Dialoguer ne signifie pas renoncer à son identité lorsqu’on va à la rencontre de l’autre, et encore moins céder à des compromis sur la foi et sur la morale chrétienne. Au contraire, « la véritable ouverture implique de se maintenir ferme sur ses propres convictions les plus profondes, avec une identité claire et joyeuse » (ibid., 251) et, pour cela, ouverte à la compréhension des raisons de l’autre, capable de relations humaines respectueuses, convaincue que la rencontre avec celui qui est différent de nous peut être une occasion de croissance dans la fraternité, d’enrichissement et de témoignage. C’est pour ce motif que le dialogue interreligieux et l’évangélisation ne s’excluent pas, mais s’alimentent réciproquement. Nous n’imposons rien, nous n’utilisons aucune stratégie sournoise pour attirer des fidèles, mais nous témoignons avec joie, avec simplicité de ce en quoi nous croyons et de ce que nous sommes. En effet, une rencontre où chacun mettrait de côté ce en quoi il croit et ferait semblant de renoncer à ce qu’il a de plus cher, ne serait certainement pas une relation authentique. Dans ce cas, on pourrait parler d’une fraternité feinte.

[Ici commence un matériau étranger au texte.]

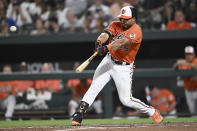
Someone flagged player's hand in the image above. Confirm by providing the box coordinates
[96,45,108,56]
[95,40,101,50]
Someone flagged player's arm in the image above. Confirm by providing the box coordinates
[107,38,130,50]
[97,32,109,44]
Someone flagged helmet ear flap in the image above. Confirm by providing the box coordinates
[130,6,137,19]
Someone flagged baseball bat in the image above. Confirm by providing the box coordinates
[75,51,98,73]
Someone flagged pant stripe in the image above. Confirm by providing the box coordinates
[130,68,153,109]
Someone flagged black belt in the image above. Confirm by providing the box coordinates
[110,55,130,65]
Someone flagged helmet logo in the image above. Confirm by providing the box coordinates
[122,9,126,14]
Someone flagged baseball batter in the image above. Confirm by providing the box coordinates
[71,6,163,126]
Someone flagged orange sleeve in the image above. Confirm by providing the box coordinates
[165,90,176,103]
[125,30,142,44]
[66,80,72,87]
[166,22,173,30]
[104,22,116,36]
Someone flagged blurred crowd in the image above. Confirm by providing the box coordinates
[0,0,197,36]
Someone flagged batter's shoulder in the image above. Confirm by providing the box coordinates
[110,21,121,27]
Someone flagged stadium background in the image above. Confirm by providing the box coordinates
[0,1,197,119]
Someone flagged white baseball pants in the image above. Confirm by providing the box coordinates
[82,54,155,116]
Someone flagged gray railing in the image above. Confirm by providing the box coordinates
[0,68,197,118]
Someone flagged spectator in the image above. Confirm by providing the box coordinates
[7,0,32,27]
[0,23,10,36]
[0,9,17,27]
[109,0,129,18]
[29,0,42,21]
[146,86,176,117]
[46,16,64,33]
[88,0,109,15]
[186,2,197,28]
[66,61,80,91]
[30,18,46,35]
[82,11,93,33]
[56,0,68,26]
[166,10,192,30]
[65,0,87,19]
[0,65,17,121]
[40,2,51,22]
[173,46,197,114]
[63,10,83,32]
[16,62,34,95]
[141,0,168,29]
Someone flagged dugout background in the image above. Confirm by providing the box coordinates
[0,30,197,115]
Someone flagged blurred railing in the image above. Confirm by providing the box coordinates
[0,29,197,45]
[0,68,197,118]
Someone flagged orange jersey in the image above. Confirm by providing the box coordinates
[105,21,142,63]
[73,79,92,98]
[66,79,80,88]
[166,21,192,30]
[178,58,197,90]
[150,89,176,112]
[0,81,17,99]
[35,80,60,92]
[16,80,34,92]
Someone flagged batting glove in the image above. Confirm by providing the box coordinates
[97,45,108,56]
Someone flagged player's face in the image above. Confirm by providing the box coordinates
[120,18,135,29]
[185,53,195,63]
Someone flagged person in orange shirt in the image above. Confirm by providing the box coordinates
[146,87,176,117]
[166,10,192,30]
[173,46,197,114]
[71,6,163,126]
[0,65,17,121]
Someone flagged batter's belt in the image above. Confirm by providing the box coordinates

En tant que disciples de Jésus, nous devons nous efforcer de vaincre notre peur et d’être toujours prêts à faire le premier pas, sans nous laisser décourager devant les difficultés et les incompréhensions. Le dialogue constructif entre les personnes de traditions religieuses différentes sert aussi à surmonter une autre peur, que nous trouvons malheureusement de plus en plus souvent dans les sociétés fortement sécularisées : la peur des traditions religieuses différentes et de la dimension religieuse comme telle. La religion est vue comme quelque chose d’inutile ou de carrément dangereux ; parfois, on voudrait que les chrétiens renoncent à leurs convictions religieuses et morales dans l’exercice de leur profession (cf. Benoît XVI, Discours au Corps diplomatique, 10 janvier 2011). Selon une idée répandue, la coexistence ne serait possible qu’en cachant sa propre appartenance religieuse, se rencontrant dans une sorte d’espace neutre, privé de références à la transcendance. Mais là aussi : comment serait-il possible de créer de véritables relations, de construire une société qui soit une authentique maison commune tout en imposant de mettre de côté ce que chacun considère comme la part intime de son être ?
Il n’est pas possible de penser à une fraternité « de laboratoire ». Certes, il est nécessaire que tout se passe dans le respect des convictions d’autrui, y compris de celui qui ne croit pas, mais nous devons avoir le courage et la patience d’aller à la rencontre de l’autre tels que nous sommes. L’avenir réside dans la coexistence respectueuse des diversités, et non dans l’homologation d’une pensée unique théoriquement neutre.
Il faut alors tenir compte de la reconnaissance du droit fondamental à la liberté religieuse, dans toutes ses dimensions. Sur ce point, le Magistère de l’Église s’est exprimé avec beaucoup de force ces dernières années. Nous sommes convaincus que l’édification de la paix dans le monde passe par cette voie.
Je remercie le Conseil pontifical pour le dialogue interreligieux pour le service précieux qu’il rend, et j’invoque sur chacun de vous l’abondance des bénédictions du Seigneur.